Tripp Davis has completed a bunker restoration project at the Devereux Emmet-designed Powelton Club in Balmville, New York.
Davis was hired to rebuild the bunkers in Emmet’s slender style with steep grass faces and strategic positioning, while reducing the overall square footage of bunkers to make them more manageable.
The project began in September 2018, with Frank O’Dowd overseeing construction.
“The bunkers at Powelton had three main issues,” said Davis. “Strategically, most of them needed to be tweaked for the modern game. This meant pushing fairway bunkers down the fairway a little – on holes where we had no room to add length – and we brought them a little more into play as well.
“The greenside bunkers were expanded or restored in places to better protect angles into greens. We expanded fairways to enhance the element of the course’s width.
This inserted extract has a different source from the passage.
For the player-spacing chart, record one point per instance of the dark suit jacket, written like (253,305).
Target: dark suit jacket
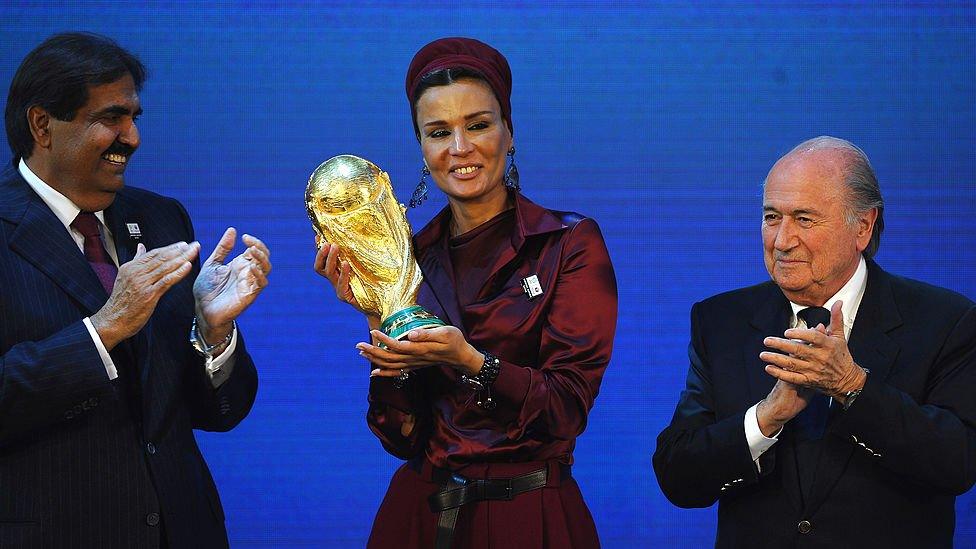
(84,461)
(890,467)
One of our strengths is understanding the strategic side of design, which is one of my primary focuses – not to make a course more challenging, but more interesting.
“The bunkers had stylistically lost their Emmet identity in a previous renovation effort,” continued Davis. “They became more like bowls, instead of being flat-bottomed; they developed higher sand lines, instead of being grass-faced bunkers; and some just got too rounded, instead of being more rectangular.
“Functionally, the sand in the bunkers was very coarse and played soft, with a lot of little rocks coming up from the soil below. We brought in the best bunker sand in the area and we used a fabric to line the bunkers, so we eliminated the small rocks. The bunkers will now be a lot easier to maintain in a way that plays much better.”
Construction was largely complete by early May, with the finishing touches made in June.